Besides being ready for the end-of-the-world “Judgment Day” when Jesus’ Second Coming occurs, we each need to be ready for our own individual end-of-the-world event. Just look at the daily obituaries in the newspaper. Besides the usual 98-year-old nursing home resident, there often is listed a 26-year-old car accident or a 51-year-old heart attack. We never know when our time on earth will be over.
So it’s very important for each of us to be prepared to meet our Maker, even though the actual Second Coming of Christ most likely will not occur during our lifetime. (But on the other hand, who knows? Maybe it will happen next Tuesday.)
A primary focus this week is on the swift judgment aspect of the end of the age. Jesus compares it to the great flood of Noah’s day. He said, “As it was in the days of Noah, so it will be at the coming of the Son of Man….They knew nothing about what would happen until the flood came and took them all away.”
In the days of Noah, the world was an incredibly sinful place. God sent the flood as judgment for their wickedness. However, God gave them plenty of time to repent and turn from their evil ways.
Jesus said the very same thing applies to our age. Our world is an incredibly sinful place. We, too, have been given plenty of time to repent and turn from our evil ways. But judgment is coming. We can be sure of that.
Jesus described it: “Two men will be in the field; one will be taken and the other left.
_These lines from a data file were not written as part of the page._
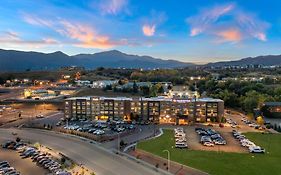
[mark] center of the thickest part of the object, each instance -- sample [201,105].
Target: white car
[208,144]
[180,135]
[256,149]
[181,145]
[181,139]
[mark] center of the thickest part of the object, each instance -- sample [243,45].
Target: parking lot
[99,128]
[35,156]
[24,166]
[231,146]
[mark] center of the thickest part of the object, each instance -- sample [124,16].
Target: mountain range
[12,60]
[268,60]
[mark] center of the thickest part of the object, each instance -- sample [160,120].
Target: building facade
[156,109]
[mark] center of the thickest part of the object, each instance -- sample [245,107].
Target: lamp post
[118,143]
[168,153]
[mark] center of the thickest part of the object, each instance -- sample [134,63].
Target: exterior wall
[146,109]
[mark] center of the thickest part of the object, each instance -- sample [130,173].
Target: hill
[268,60]
[12,60]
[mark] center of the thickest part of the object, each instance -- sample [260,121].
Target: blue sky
[187,30]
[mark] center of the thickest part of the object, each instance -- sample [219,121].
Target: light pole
[118,143]
[168,152]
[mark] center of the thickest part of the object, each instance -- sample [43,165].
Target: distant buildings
[157,109]
[83,83]
[103,83]
[182,92]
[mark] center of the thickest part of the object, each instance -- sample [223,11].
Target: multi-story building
[156,109]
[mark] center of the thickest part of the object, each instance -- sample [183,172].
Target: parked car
[256,149]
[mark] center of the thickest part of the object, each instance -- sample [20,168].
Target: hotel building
[155,109]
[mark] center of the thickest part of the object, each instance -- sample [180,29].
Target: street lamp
[118,143]
[168,152]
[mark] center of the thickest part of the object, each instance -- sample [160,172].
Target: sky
[197,31]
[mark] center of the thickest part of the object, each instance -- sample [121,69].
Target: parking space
[99,127]
[231,144]
[25,154]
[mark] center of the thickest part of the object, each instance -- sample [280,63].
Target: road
[14,92]
[101,161]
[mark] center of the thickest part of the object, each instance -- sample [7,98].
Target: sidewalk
[175,168]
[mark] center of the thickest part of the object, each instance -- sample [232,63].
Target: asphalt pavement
[98,159]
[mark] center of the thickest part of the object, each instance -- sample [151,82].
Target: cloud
[33,20]
[237,26]
[231,35]
[13,39]
[113,7]
[204,20]
[81,35]
[148,30]
[85,34]
[150,24]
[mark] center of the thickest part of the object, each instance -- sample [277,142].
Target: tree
[135,87]
[18,139]
[161,90]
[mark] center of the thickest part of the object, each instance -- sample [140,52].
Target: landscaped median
[222,163]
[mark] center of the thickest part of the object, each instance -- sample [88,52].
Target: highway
[99,160]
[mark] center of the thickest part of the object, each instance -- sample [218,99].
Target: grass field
[222,163]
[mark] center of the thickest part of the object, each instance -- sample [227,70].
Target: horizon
[199,32]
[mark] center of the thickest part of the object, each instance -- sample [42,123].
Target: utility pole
[169,161]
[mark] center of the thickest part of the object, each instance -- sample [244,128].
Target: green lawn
[223,163]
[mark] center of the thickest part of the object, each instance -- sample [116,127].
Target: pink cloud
[148,30]
[12,39]
[86,35]
[113,7]
[238,26]
[150,24]
[33,20]
[232,35]
[207,17]
[82,34]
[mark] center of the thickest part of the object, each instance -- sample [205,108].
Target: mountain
[268,60]
[11,60]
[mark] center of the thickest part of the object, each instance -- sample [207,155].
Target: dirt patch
[24,166]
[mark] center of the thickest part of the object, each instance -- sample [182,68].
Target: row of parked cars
[253,148]
[99,128]
[210,137]
[6,169]
[94,131]
[42,159]
[180,138]
[232,123]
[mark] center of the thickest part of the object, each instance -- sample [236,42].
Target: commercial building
[156,109]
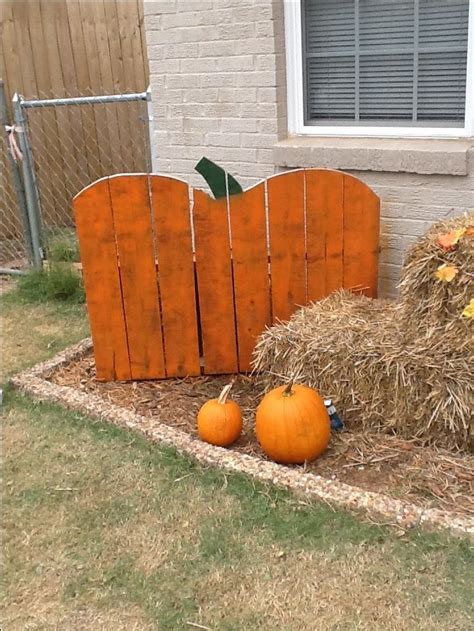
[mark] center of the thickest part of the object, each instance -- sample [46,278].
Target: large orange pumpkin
[220,420]
[292,424]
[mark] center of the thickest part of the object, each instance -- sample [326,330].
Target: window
[380,67]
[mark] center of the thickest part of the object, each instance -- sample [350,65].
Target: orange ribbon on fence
[14,148]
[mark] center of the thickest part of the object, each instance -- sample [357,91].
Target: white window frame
[295,91]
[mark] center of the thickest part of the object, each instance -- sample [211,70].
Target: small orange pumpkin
[292,424]
[220,420]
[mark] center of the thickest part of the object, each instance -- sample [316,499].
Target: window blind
[385,62]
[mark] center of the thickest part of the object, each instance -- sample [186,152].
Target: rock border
[377,506]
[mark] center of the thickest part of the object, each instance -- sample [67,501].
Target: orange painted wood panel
[250,265]
[132,218]
[94,223]
[170,203]
[287,243]
[361,236]
[324,232]
[214,278]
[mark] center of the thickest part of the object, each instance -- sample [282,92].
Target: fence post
[151,134]
[17,181]
[31,190]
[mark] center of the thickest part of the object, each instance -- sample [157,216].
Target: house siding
[217,73]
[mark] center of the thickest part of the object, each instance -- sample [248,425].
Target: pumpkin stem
[225,392]
[287,392]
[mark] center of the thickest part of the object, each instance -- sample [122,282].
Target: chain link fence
[68,143]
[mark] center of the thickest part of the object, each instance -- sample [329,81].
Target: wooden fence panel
[74,48]
[96,234]
[214,279]
[287,243]
[250,265]
[361,236]
[324,232]
[136,259]
[170,203]
[317,231]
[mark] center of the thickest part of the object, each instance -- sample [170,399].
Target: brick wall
[217,72]
[218,85]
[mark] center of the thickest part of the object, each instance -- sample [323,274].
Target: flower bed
[391,480]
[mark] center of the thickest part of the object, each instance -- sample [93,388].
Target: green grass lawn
[103,530]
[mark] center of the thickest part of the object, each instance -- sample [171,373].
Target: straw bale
[401,367]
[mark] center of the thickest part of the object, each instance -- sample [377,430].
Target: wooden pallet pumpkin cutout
[175,289]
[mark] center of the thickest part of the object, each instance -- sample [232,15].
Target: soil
[425,475]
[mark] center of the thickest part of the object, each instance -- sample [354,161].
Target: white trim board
[294,67]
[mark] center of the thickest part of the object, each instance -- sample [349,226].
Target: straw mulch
[404,367]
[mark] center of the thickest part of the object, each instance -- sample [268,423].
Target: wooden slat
[80,54]
[132,219]
[361,236]
[64,151]
[251,274]
[170,203]
[43,126]
[76,129]
[287,243]
[324,228]
[102,281]
[214,276]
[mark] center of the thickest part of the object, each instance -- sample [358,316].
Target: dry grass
[403,367]
[33,332]
[405,469]
[104,530]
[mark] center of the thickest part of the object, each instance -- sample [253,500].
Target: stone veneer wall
[217,72]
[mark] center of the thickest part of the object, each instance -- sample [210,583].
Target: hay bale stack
[426,298]
[403,367]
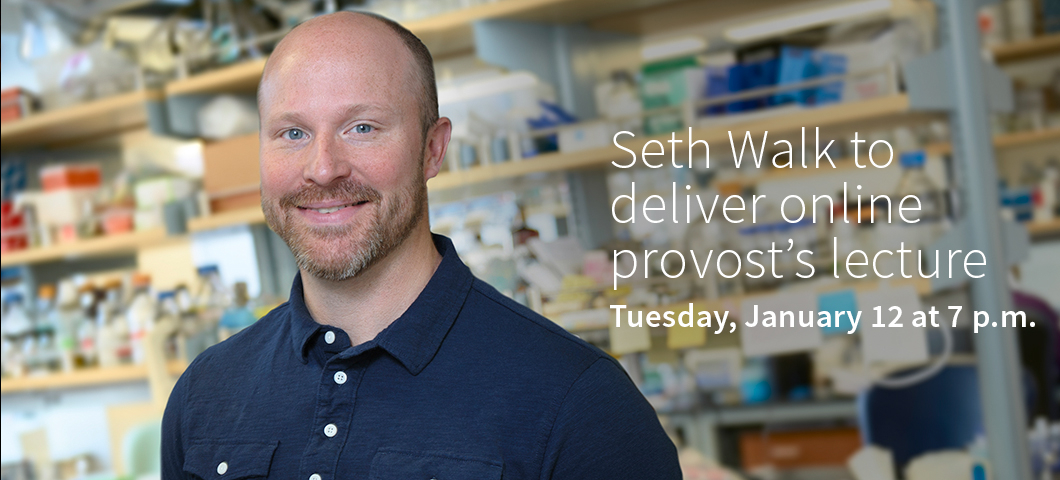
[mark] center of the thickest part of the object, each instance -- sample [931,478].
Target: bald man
[390,359]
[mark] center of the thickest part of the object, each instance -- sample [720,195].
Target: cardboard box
[71,176]
[231,178]
[15,104]
[796,449]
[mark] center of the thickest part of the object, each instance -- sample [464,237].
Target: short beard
[394,220]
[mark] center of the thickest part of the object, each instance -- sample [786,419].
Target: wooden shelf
[244,216]
[1028,50]
[443,34]
[236,78]
[552,162]
[876,109]
[85,377]
[1027,138]
[93,119]
[103,246]
[1043,230]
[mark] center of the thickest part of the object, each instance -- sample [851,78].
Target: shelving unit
[241,77]
[84,377]
[1028,50]
[94,119]
[103,246]
[870,110]
[1043,230]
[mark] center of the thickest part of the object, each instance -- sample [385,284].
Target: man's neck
[368,303]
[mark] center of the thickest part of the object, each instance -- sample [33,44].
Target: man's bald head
[351,27]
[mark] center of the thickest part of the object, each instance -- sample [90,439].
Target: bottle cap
[913,159]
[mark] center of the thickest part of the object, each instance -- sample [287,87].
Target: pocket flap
[390,464]
[229,460]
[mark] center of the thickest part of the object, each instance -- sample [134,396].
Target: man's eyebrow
[357,109]
[350,111]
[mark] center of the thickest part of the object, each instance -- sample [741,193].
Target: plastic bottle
[168,320]
[17,327]
[88,353]
[928,224]
[140,316]
[47,332]
[199,326]
[69,315]
[237,317]
[212,298]
[111,330]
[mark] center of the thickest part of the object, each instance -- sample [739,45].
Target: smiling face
[342,147]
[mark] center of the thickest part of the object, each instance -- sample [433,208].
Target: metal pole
[996,349]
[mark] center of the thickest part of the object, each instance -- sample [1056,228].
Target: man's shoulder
[245,347]
[512,324]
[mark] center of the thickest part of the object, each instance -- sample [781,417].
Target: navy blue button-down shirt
[465,385]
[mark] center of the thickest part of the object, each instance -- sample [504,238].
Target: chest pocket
[228,460]
[389,464]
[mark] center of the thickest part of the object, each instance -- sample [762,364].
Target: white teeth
[331,210]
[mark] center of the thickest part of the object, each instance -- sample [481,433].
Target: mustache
[348,191]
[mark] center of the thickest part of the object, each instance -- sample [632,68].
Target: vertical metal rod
[996,348]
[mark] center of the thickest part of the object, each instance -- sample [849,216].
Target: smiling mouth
[333,209]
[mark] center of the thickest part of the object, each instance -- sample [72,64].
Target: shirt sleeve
[173,436]
[606,429]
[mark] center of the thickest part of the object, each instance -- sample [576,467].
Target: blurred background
[133,236]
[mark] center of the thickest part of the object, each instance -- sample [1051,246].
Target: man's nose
[327,162]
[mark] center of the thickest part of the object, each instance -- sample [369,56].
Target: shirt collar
[414,337]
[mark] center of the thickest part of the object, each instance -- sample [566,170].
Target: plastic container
[140,316]
[926,225]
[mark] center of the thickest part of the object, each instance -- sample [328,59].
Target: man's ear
[435,146]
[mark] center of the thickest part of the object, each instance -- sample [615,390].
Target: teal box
[838,301]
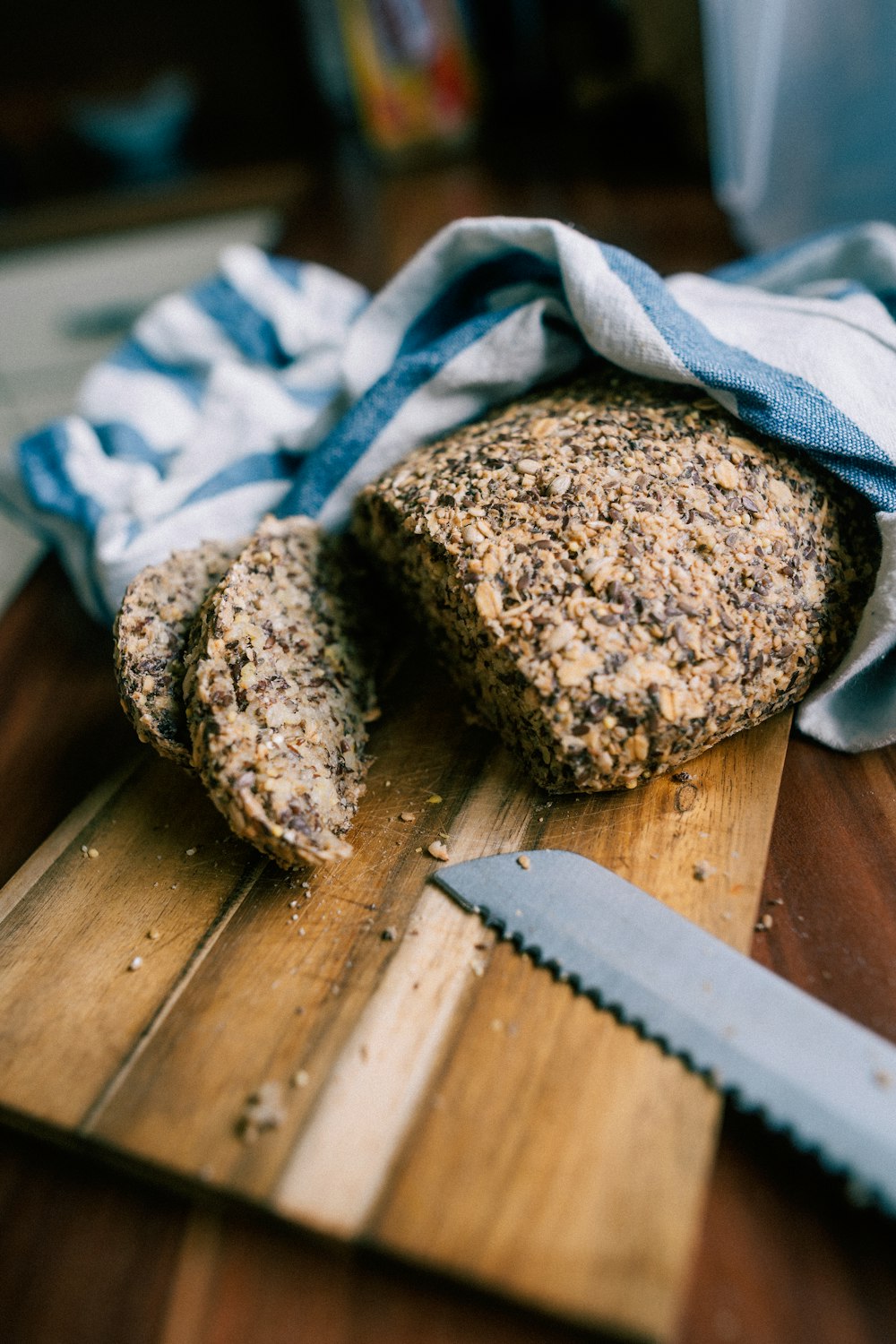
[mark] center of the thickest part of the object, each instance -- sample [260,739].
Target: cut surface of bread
[150,640]
[277,691]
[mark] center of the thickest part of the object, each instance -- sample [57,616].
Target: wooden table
[93,1254]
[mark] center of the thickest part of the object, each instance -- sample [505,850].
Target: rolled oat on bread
[277,691]
[148,642]
[618,574]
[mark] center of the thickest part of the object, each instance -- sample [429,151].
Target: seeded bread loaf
[150,636]
[619,575]
[277,693]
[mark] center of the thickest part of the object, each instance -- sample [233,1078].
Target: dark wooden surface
[93,1254]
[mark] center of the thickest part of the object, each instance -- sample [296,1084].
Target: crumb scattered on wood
[263,1110]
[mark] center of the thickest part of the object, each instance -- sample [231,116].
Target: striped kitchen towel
[280,386]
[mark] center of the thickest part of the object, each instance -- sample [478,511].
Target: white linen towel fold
[281,386]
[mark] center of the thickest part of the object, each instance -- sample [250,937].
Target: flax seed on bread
[618,574]
[277,693]
[150,636]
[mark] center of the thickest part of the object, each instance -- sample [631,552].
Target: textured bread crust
[277,694]
[150,637]
[619,575]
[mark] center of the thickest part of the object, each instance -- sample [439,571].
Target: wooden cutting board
[422,1089]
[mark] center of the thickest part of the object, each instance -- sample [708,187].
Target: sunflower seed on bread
[277,691]
[618,574]
[150,637]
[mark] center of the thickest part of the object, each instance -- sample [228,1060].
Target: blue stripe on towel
[252,332]
[325,467]
[772,401]
[125,444]
[249,470]
[474,292]
[134,357]
[42,461]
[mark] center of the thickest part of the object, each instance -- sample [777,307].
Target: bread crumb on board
[263,1109]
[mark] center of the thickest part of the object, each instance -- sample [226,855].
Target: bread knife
[770,1047]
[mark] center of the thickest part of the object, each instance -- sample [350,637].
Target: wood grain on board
[427,1090]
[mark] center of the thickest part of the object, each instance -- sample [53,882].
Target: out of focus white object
[801,101]
[65,306]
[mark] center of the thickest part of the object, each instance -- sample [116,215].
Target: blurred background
[109,97]
[139,137]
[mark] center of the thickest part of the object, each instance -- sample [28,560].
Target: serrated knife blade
[806,1069]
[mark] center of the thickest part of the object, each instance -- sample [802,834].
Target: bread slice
[618,574]
[277,691]
[150,639]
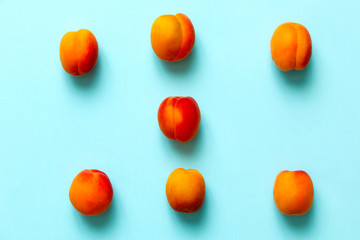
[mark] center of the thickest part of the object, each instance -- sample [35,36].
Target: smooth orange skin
[172,37]
[91,192]
[185,190]
[293,192]
[179,118]
[78,52]
[291,46]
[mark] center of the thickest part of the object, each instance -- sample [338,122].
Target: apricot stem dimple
[296,44]
[182,38]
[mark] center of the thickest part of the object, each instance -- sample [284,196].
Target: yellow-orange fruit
[291,46]
[91,192]
[293,192]
[172,37]
[185,190]
[78,52]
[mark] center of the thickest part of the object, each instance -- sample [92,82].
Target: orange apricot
[172,37]
[78,52]
[185,190]
[179,118]
[91,192]
[291,46]
[293,192]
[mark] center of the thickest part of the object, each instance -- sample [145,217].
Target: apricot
[293,192]
[291,46]
[172,37]
[179,118]
[78,52]
[185,190]
[91,192]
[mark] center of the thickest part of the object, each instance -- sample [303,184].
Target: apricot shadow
[300,222]
[188,148]
[103,220]
[193,219]
[89,80]
[182,66]
[298,79]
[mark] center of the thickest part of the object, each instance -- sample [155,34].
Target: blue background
[256,120]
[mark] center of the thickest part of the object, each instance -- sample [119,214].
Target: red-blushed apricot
[185,190]
[179,118]
[78,52]
[91,192]
[172,37]
[291,46]
[293,192]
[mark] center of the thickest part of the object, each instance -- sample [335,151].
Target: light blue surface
[256,120]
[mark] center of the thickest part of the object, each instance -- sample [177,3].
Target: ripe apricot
[91,192]
[78,52]
[291,46]
[185,190]
[179,118]
[172,37]
[293,192]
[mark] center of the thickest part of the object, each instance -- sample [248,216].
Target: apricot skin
[179,118]
[78,52]
[293,192]
[291,46]
[172,37]
[185,190]
[91,192]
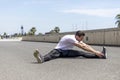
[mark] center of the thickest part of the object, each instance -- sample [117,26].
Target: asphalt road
[17,63]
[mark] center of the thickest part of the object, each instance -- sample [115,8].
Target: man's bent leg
[51,55]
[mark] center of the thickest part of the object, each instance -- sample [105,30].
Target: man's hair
[80,33]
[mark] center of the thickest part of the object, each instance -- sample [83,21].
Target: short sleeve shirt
[66,42]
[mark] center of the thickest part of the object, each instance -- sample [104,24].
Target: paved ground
[17,63]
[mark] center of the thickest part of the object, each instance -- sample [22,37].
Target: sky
[68,15]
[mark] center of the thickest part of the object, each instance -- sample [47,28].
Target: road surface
[17,63]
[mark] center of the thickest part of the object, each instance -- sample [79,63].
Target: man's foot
[104,52]
[38,56]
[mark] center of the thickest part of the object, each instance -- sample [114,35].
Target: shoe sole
[105,54]
[36,55]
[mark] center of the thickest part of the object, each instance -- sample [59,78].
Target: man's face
[79,38]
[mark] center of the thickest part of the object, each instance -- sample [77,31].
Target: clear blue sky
[68,15]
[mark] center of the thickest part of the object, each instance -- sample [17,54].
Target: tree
[57,29]
[118,20]
[32,31]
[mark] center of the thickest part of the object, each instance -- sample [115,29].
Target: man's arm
[88,48]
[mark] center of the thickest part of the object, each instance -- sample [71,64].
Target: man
[64,49]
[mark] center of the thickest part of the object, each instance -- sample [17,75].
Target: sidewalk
[12,39]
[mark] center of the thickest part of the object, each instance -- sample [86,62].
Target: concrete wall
[109,36]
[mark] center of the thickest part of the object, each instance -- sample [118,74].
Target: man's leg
[52,55]
[75,53]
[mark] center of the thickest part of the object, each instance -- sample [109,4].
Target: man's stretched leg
[75,53]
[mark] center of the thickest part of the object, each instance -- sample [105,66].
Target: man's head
[79,35]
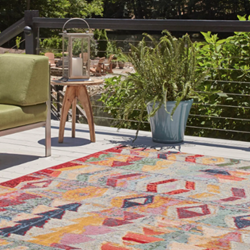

Two women will be grinding with a hand mill; one will be taken and the other left.”
God’s judgment will be swift. It will take everyone by surprise. That’s why Jesus warned so often to be on watch and be ready.
This week’s gospel reading highlights a concept that our present world frankly does not want to hear: JUDGMENT. Oooh, how politically incorrect can you get? Judgment? That’s not allowed these days.
We live in the age of moral relativism. There is no such thing as absolute truth anymore. Everyone now is allowed to define for him or herself what’s right and what’s wrong.
As a result, the only absolute truth is that there is no absolute truth. The only idea which is definitely wrong is the idea that something can be definitely wrong. The only opinion which is strictly forbidden is the opinion that certain things are strictly forbidden. And the only behavior which deserves swift judgment is to say that people will be swiftly judged.
This view may make people feel enlightened and comfortable and oh so tolerant, but it is the exact opposite of what Jesus taught.
People can go through life defining their own version of right and wrong, and insisting there never will be any judgment. But that’s no different than the captain of the Titanic insisting the ship is unsinkable, even as the massive vessel slips below the icy sea. And repeating it over and over to yourself does not transform fantasy into reality.
Jesus is loving and merciful, but He also is the Cosmic Judge. We must, as Jesus said, “Be prepared.” We do this by embracing Him in faith, asking for forgiveness, and loving our neighbors as ourselves. If we do this, we will have nothing to fear when Judgment Day finally arrives. (OK, well maybe we’ll be a little bit scared.)